Na Skwerze Solidarności częstochowianki solidaryzowały się z wszystkimi, którzy walczą o swoje prawa.
[post_gallery]
Przy popularnej „Pani Kowalskiej” pokazały, że nie zapominają o ogólnopolskim proteście kobiet. Chociaż pogoda nie sprzyjała, ci, którzy przyszli uznali, że nic im nie przeszkodzi w wyrażaniu swojej opinii.
– Nie straszna nam prawica, to nie straszna i śnieżyca – powiedziała jedna z protestujących.
Jak zawsze, gdy od końca października w mieście odbywają się „spotkania” w ramach Strajku Kobiet , także i dzisiaj pamiętano właśnie o kobietach, ale także przypomniano wszystkie przypadki ograniczania praw człowieka i zarzuty wobec rządzących.
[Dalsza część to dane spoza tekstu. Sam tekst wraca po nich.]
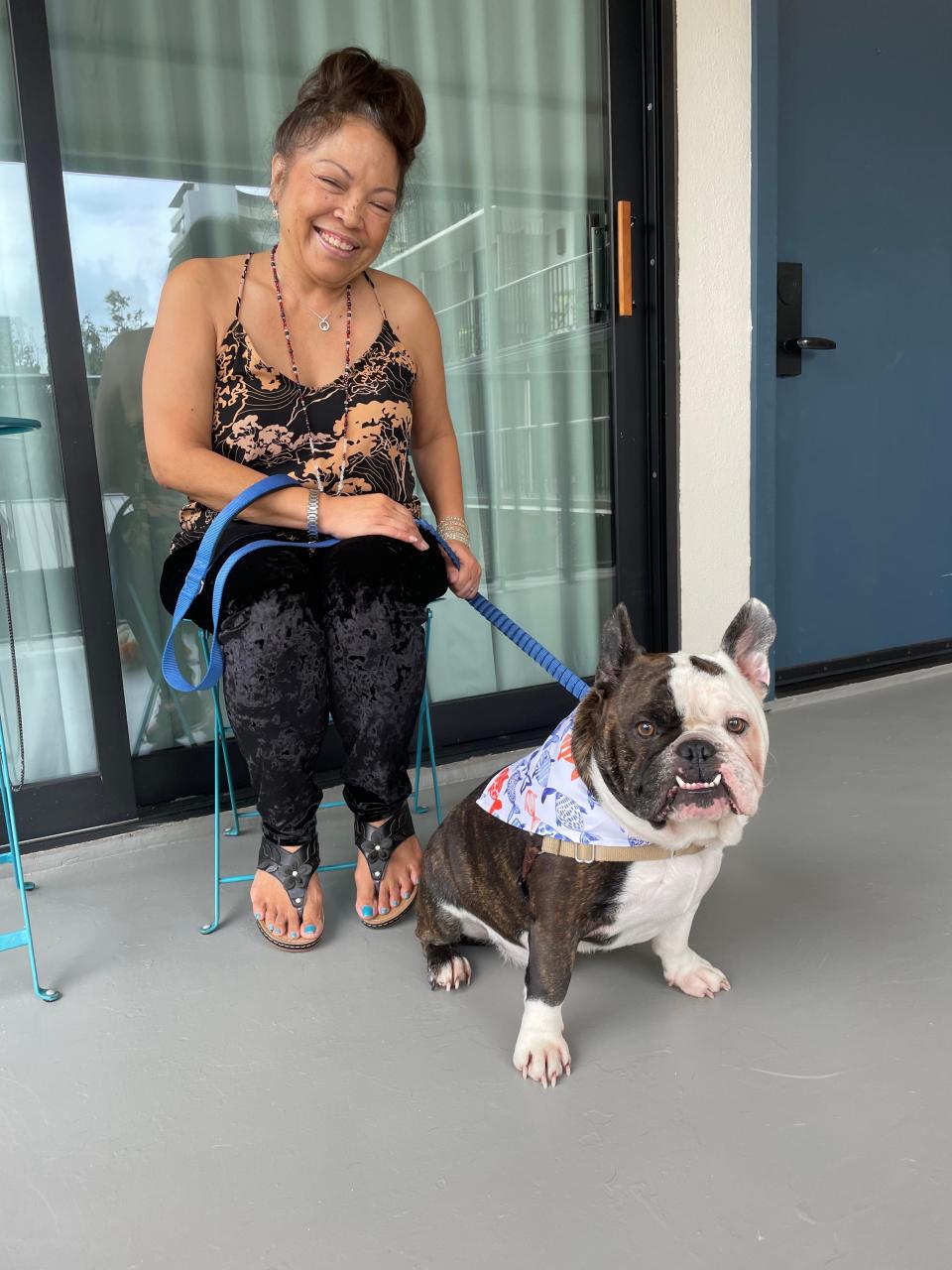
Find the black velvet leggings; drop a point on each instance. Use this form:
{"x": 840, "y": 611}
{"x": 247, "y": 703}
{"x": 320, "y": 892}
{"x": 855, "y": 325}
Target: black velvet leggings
{"x": 308, "y": 633}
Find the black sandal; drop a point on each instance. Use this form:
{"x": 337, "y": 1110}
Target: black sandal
{"x": 377, "y": 843}
{"x": 294, "y": 870}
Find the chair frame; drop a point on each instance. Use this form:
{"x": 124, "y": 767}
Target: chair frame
{"x": 424, "y": 728}
{"x": 23, "y": 937}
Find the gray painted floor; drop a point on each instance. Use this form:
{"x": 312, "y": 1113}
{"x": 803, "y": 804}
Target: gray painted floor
{"x": 213, "y": 1102}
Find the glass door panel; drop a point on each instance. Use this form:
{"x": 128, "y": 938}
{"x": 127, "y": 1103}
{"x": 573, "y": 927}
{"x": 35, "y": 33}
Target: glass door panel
{"x": 50, "y": 651}
{"x": 166, "y": 123}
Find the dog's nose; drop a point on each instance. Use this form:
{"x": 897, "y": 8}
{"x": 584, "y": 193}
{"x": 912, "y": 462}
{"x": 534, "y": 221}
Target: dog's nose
{"x": 696, "y": 751}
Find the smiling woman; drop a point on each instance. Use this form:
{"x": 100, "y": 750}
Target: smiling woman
{"x": 227, "y": 398}
{"x": 167, "y": 122}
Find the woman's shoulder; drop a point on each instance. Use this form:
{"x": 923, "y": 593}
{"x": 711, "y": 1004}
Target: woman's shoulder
{"x": 212, "y": 275}
{"x": 408, "y": 310}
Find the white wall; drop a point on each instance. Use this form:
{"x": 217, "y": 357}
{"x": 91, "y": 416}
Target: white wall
{"x": 714, "y": 313}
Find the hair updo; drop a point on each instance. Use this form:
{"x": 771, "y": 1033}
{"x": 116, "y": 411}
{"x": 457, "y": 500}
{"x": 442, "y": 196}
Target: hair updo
{"x": 350, "y": 81}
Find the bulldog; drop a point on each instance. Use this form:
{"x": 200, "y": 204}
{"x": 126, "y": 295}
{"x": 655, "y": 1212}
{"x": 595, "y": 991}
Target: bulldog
{"x": 611, "y": 832}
Przywołano także przykłady nadużywania siły przez policję, na przykład na ostatnich protestach młodzieży w sprawie klimatu.
W trakcie dzisiejszego „spotkania” pojawiły się także elementy nawiązujące do Unii Europejskiej. Była to wyraźna wskazówka, że protestujący liczą na rozsądek rządu w trakcie trwającego szczytu UE. „Pani Kowalska” została ozdobiona europejską flagą, a jedno z hasłem „spotkania” brzmiało: „Jestem człowiekiem, Polką, Europejką!”.